Malheureusement, après relecture, le roman m’a également révélé ses défauts. Je me suis même demandée si je n’allais pas plutôt laisser tomber ma lecture et garder le merveilleux souvenir que j’avais du livre au lieu de continuer à le relire. J’ai d’abord trouvé que même si les personnages sont très attachants, ils sont également bien trop lisses. Jamie est aussi pure qu’un nouveau-né et Landon, qui pourrait ajouter un peu de piquant à tout ça, est finalement un bon petit garçon bien sage. Peut-être il y a-t-il eu une petite gaffe de temps en temps, mais nos deux amoureux ne feront jamais un pas de travers, de mauvais choix. Cela les rend prévisibles et sans aucune profondeur. Je ne dis pas qu’il faut obligatoirement faire de grosses erreurs pour être un personnage intéressant, mais même les personnages les plus bienveillants que j’ai pu rencontrer durant mes lectures avaient plus de fond. On sentait la dualité de leurs émotions, leurs difficultés à rester bons. C’est quelque chose que je n’ai absolument pas retrouvé ici.

Ces personnages si parfaits ont bien évidemment des conséquence, la plus importante étant leur impact sur l’intrigue. Même quand l’auteur nous met face à des choix cornéliens, on sait d’avance que les personnages prendront la bonne décision, auront le comportement qu’il faut car ils sont tellement intelligents, gentils et comprennent tellement bien le monde qui les entoure. Je n’ai pas forcément ressenti de vives émotions. Je me souviens que cela avait été le cas à ma première lecture mais ça n’a pas du tout été le cas cinq ans plus tard. Je n’ai pas ri, je n’ai pas pleuré, je n’étais pas enragée face au destin si injuste des personnages, rien. Bien évidemment, je ne suis pas restée indifférente face au sort de Jamie. Mais cette fois-ci, hormis une profonde compassion, il n’y avait pas grand chose. Je n’avais pas d’étoiles plein les yeux en suivant le couple Jamie/Landon non plus. Je ne ressentais pas l’amour qui les animait, la passion et la fougue des amours adolescents.
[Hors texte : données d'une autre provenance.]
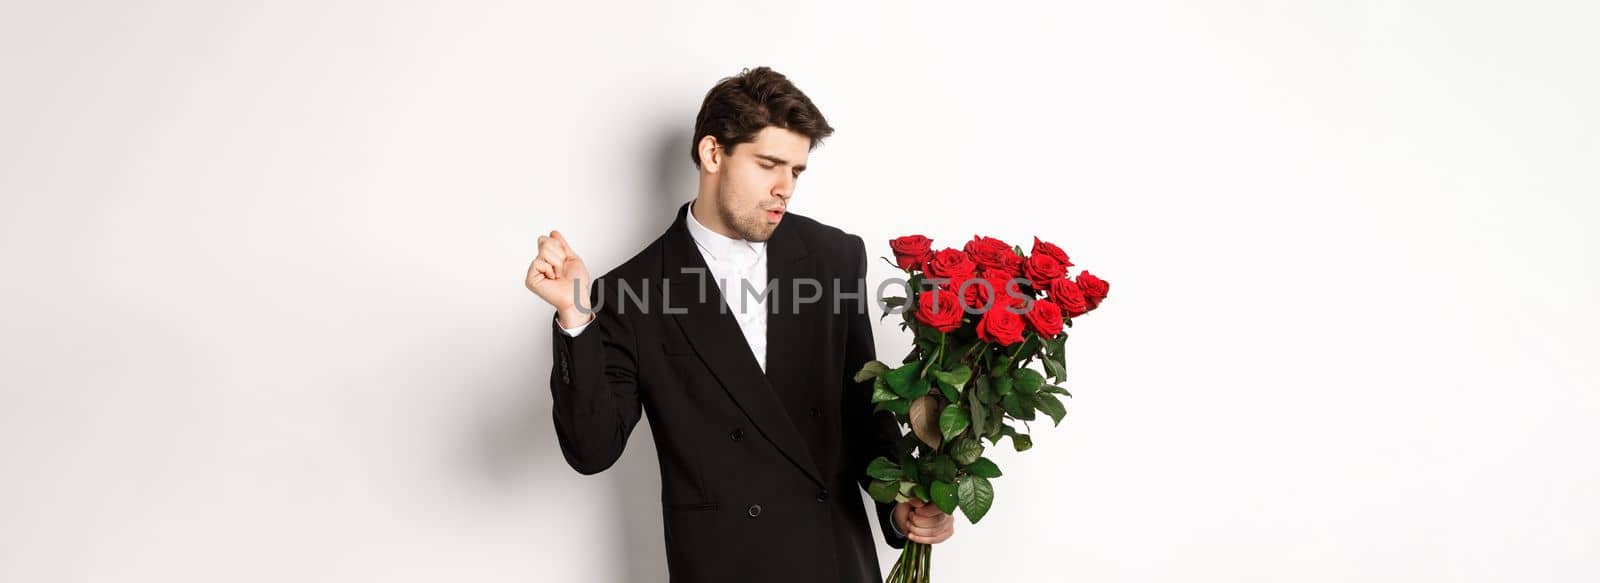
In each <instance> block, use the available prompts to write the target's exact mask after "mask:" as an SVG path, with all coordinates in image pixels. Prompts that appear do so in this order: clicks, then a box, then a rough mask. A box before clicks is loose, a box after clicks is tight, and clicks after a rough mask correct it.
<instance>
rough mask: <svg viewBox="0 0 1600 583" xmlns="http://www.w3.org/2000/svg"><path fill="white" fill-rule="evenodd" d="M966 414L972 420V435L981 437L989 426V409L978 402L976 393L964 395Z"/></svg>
mask: <svg viewBox="0 0 1600 583" xmlns="http://www.w3.org/2000/svg"><path fill="white" fill-rule="evenodd" d="M966 412H968V413H970V415H971V418H973V434H974V436H982V434H984V431H987V426H989V407H986V405H984V404H982V402H979V400H978V394H976V392H968V394H966Z"/></svg>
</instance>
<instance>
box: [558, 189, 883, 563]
mask: <svg viewBox="0 0 1600 583" xmlns="http://www.w3.org/2000/svg"><path fill="white" fill-rule="evenodd" d="M686 211H688V203H685V205H682V207H678V215H677V219H675V221H674V223H672V226H670V227H669V229H667V231H666V232H664V234H662V235H661V237H658V239H656V240H654V242H651V243H650V245H648V247H646V248H645V250H643V251H640V253H638V255H635V256H634V258H630V259H627V261H626V263H624V264H621V266H619V267H616V269H613V271H610V272H606V274H605V275H600V277H595V282H594V287H592V288H590V298H592V303H594V304H595V311H597V314H595V320H594V324H590V325H589V327H587V328H584V332H581V333H579V335H578V336H568V335H565V333H563V332H562V330H560V328H558V325H557V324H555V322H554V319H552V324H550V325H552V330H550V333H552V338H554V367H552V372H550V392H552V396H554V404H555V410H554V418H555V434H557V437H558V440H560V445H562V453H563V455H565V456H566V463H568V464H571V466H573V468H574V469H578V471H579V472H582V474H595V472H600V471H603V469H606V468H610V466H611V464H613V463H614V461H616V460H618V456H619V455H621V453H622V447H624V445H626V444H627V437H629V434H630V432H632V429H634V426H635V423H637V421H638V415H640V412H643V413H645V415H648V416H650V428H651V434H653V436H654V440H656V456H658V460H659V464H661V511H662V525H664V535H666V545H667V569H669V572H670V580H672V581H674V583H723V581H739V583H747V581H762V583H786V581H795V583H800V581H805V583H818V581H829V583H832V581H848V583H880V581H883V577H882V573H880V570H878V562H877V549H875V545H874V541H872V530H870V529H869V527H867V514H866V511H864V506H862V492H864V490H866V485H867V484H869V479H867V477H866V466H867V463H869V461H870V460H872V458H875V456H878V455H890V452H891V448H893V444H894V440H896V439H899V437H901V431H899V424H898V423H896V421H894V416H893V415H891V413H888V412H880V413H872V404H870V392H872V391H870V383H854V381H853V380H851V376H853V375H854V372H856V370H859V368H861V365H862V364H866V362H867V360H872V359H875V348H874V341H872V320H870V319H869V316H867V311H866V306H870V304H872V290H870V288H869V287H867V285H866V271H867V255H866V245H864V243H862V240H861V237H858V235H853V234H846V232H843V231H840V229H837V227H832V226H826V224H822V223H818V221H814V219H811V218H806V216H802V215H795V213H786V215H784V219H782V223H779V226H778V229H776V231H774V232H773V237H771V239H770V240H768V243H766V263H768V267H766V269H768V279H770V280H774V282H776V283H774V285H773V287H771V288H770V293H771V296H770V303H771V306H770V311H768V316H766V317H768V320H766V372H765V373H763V372H762V368H760V365H758V364H757V360H755V356H754V354H752V352H750V346H749V344H747V343H746V340H744V336H742V333H741V330H739V325H738V322H736V320H734V317H733V314H731V312H730V311H728V308H726V304H725V303H723V298H722V293H720V290H718V287H717V282H715V280H714V277H712V275H710V272H709V269H707V266H706V261H704V258H702V256H701V253H699V250H698V248H696V245H694V240H693V239H691V235H690V232H688V227H686V218H685V213H686ZM805 280H814V282H816V285H811V283H806V282H805ZM795 282H800V283H798V288H797V283H795ZM835 282H837V283H835ZM730 283H731V287H730V288H738V282H730ZM797 290H798V293H795V291H797ZM813 296H814V298H816V300H814V301H808V300H810V298H813ZM755 300H757V298H749V300H747V301H752V303H754V301H755ZM734 301H738V300H734ZM835 304H837V306H838V308H837V309H835ZM869 501H870V500H869ZM872 503H874V506H875V514H877V519H878V525H880V530H882V532H883V535H885V541H886V543H888V545H890V546H893V548H904V545H906V538H904V537H898V535H894V532H893V530H891V529H893V527H891V525H890V513H891V509H893V505H886V503H875V501H872Z"/></svg>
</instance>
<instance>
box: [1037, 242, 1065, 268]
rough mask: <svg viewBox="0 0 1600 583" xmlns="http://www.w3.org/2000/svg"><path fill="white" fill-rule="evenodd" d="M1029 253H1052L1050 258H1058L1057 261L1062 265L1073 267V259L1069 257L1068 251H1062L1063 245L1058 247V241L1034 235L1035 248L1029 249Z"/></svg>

Cette relecture avait aussi un autre but, savoir si je redonnais une chance à Nicholas Sparks. Ayant adoré ce roman la première fois que je l’ai lu, je me suis ruée sur un autre, Les pages de notre amour, lui aussi adapté. Cette lecture-ci n’avait pas été un franc succès et je me souviens m’être forcée pour lire les 80 dernières pages d’un coup, histoire de connaître le fin mot de l’histoire et d’enfin pouvoir passer à autre chose (pourtant, l’adaptation est un de mes films favoris). Je ne voulais donc plus lire de romans de Nicholas Sparks mais mes goûts littéraires ayant évolués depuis un an, je m’étais dit que peut-être je pourrais lui redonner sa chance. Je pense que vous l’avez déjà compris, ce ne sera pas le cas. Après Les pages de notre amour, je trouvais que j’avais déjà fait le tour de l’auteur et relire A tout jamais me l’a confirmé. Ma relecture m’a donné un goût de déjà-vu, pas seulement parce que c’est une relecture, mais aussi parce que maintenant, j’ai l’impression que cette intrigue se fond plus dans la masse qu’autre chose, qu’il n’y a rien de transcendant. Néanmoins, cela n’enlève en rien le plaisir que j’avais eu à découvrir A tout jamais à l’époque, et je reste d’ailleurs focaliser là-dessus. C’est un roman, et un auteur, qui resteront finalement dans mes souvenirs d’adolescence.